Aber was hätte ich auch gemacht? Wie hätte ich sie nicht ins Krankenhau­s bringen sollen? Hätten wir bis zu ihrem Tod auf dem Boot hausen können?

Sie war am Morgen aufgewacht, hatte sich an den Rand des Boots gequält und fallen lassen.

Hatte sie mich davor noch geküsst, mir über den Kopf gestrichen, mir ein Wort gesagt?

Hätte ich aufwachen können? Ich verstand, dass sie nicht im weißen Zimmer sterben wollte.

Aber ich wäre Tag und Nacht bei ihr geblieben, wir wären uns nahe gewesen, wir hätten uns geliebt.

Etwas Besseres als den Tod findest du überall. Irene sollte das nicht gewusst haben?

Etwas Besseres als den Tod findest du überall, und sei’s in einem weißen Zimmer in einem Krankenhau­s in der australisc­hen Provinz oder in Sydney. Es musste sich anders zugetragen haben, als ich es mir ausgemalt hatte. Ihr war schlecht geworden, wie so oft in den letzten Tagen, sie wollte sich am Rand des Boots übergeben, hatte die Balance verloren und war ins Wasser gefallen, zu schwach zu rufen und zu schwach zu schwimmen. Kari kam, sah, dass Irene nicht da war, fragte nichts, sagte nichts, hockte sich an den Strand und sah aufs Meer.

Hörte ich klagende, brummende Töne von dort, wo er außerhalb meines Blickfelds hockte? Ich weiß nicht, wie die Zeit verging, wie lange ich saß und er hockte und manchmal ein paar Töne des Leids zu mir wehten. Irgendwann stand ich auf und sah zu ihm hin, und er war weg.

Ich ging zum Boot, brachte das Bett vom Boot in die Trümmer des alten Hauses, fand auf dem Boot zwischen Rudern, Angelgerät, Kanistern, Schläuchen, Bürsten und Lappen einen Strick, der lange genug war, das Steuerrad so festzubind­en, dass das Boot geraden Kurs halten würde.

Ich legte meine Kleider an den Strand, ging aufs Boot, ließ es an und fuhr mit, bis ich sah, dass es tatsächlic­h geradeaus und auf die Mitte des Ausgangs der Bucht zufuhr. Dann sprang ich ins Wasser und schwamm zurück.

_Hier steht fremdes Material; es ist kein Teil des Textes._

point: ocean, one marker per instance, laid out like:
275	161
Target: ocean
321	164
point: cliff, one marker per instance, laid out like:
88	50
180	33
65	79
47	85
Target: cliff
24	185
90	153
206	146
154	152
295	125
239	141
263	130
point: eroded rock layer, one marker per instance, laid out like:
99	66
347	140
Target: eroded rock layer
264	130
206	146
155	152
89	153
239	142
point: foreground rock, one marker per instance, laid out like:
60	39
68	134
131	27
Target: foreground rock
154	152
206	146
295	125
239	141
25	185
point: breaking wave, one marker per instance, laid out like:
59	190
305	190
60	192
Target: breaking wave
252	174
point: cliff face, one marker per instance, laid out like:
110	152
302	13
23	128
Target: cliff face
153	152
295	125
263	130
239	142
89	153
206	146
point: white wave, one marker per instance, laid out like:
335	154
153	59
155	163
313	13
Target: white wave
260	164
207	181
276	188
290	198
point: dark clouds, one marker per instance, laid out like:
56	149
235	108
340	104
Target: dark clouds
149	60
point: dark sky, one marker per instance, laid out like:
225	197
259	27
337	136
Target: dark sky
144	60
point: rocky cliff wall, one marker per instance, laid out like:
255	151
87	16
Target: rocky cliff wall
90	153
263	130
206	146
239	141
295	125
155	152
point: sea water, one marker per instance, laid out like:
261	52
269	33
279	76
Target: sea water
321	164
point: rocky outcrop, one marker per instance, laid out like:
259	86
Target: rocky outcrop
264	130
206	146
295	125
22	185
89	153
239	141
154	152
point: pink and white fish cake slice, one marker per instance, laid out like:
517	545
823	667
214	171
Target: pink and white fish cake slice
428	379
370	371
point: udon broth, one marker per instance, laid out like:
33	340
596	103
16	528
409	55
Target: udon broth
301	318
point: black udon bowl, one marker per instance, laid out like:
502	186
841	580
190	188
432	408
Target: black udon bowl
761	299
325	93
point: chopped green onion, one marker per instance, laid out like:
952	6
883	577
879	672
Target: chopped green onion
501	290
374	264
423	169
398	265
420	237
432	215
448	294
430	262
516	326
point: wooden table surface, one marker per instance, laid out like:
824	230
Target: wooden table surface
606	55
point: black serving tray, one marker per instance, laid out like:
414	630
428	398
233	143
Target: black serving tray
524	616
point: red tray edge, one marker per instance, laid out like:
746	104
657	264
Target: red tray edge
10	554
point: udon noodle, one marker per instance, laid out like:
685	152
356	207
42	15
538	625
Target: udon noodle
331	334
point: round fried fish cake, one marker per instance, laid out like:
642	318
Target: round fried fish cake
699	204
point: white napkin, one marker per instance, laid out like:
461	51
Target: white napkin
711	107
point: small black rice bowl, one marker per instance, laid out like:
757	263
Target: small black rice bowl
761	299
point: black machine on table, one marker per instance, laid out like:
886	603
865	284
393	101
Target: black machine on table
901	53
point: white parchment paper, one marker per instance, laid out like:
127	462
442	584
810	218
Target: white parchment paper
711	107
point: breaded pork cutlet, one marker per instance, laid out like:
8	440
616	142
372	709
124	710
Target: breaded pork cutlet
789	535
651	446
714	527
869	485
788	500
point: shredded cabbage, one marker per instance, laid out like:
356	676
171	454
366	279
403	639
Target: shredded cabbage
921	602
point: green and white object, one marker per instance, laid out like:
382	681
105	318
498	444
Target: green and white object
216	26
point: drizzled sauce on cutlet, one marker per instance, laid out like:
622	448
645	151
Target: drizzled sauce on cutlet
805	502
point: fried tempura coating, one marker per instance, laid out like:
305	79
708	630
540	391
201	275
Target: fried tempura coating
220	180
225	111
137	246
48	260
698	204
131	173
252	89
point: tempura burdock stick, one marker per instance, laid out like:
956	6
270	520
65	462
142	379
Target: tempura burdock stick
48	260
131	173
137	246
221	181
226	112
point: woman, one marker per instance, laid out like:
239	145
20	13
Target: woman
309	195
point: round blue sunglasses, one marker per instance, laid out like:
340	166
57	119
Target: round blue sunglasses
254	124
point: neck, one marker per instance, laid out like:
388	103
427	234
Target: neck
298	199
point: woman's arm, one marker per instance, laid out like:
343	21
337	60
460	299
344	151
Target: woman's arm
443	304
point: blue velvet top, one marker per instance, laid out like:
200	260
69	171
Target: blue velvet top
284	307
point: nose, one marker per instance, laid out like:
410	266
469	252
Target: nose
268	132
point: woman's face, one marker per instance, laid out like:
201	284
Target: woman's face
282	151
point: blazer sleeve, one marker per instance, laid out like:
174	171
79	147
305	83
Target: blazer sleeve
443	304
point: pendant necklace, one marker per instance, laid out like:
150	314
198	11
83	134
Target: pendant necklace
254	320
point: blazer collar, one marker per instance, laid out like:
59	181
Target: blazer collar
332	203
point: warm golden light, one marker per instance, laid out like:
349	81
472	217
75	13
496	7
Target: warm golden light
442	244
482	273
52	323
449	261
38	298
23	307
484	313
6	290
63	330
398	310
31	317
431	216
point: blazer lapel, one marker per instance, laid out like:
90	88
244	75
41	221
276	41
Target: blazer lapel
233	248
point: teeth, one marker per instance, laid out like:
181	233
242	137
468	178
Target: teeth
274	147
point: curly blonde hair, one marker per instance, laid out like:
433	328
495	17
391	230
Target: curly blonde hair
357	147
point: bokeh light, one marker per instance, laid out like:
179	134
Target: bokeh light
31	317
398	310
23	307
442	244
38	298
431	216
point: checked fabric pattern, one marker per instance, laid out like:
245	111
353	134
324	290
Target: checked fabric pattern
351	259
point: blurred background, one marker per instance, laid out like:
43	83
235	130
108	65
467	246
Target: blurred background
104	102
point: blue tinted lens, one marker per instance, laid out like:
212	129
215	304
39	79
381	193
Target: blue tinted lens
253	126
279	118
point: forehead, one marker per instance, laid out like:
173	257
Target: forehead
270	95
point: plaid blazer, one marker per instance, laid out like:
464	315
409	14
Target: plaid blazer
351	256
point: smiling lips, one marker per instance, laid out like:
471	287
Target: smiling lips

Zuerst hatte ich das Boot versenken wollen. An der Stelle, an der ich am Morgen aufgewacht war und an der, so vermutete ich, Irene ins Meer gefallen war. Das Boot als Sarg oder Grabstein oder Grabgabe, die Stelle als Ort der Trauer und des Abschieds. Aber dann war mir, als werde Irenes Tod mit dem Versenken noch schwerer.

So saß ich auf der Bank und sah dem Boot nach. Es durchmaß das ruhige Wasser der Bucht, erreichte das offene Meer, tanzte dort im Wind und auf den Wellen, hielt aber Kurs und fuhr immer weiter hinaus. Das Meer war leer; kein Containers­chiff, keine Jacht, nichts außer Irenes Boot, das im Nachmittag­slicht kleiner und kleiner wurde. Dann wusste ich nicht mehr, ob ich es noch sah oder mir nur einbildete. Der kleine schwarze Punkt am Horizont – war das Irenes Boot?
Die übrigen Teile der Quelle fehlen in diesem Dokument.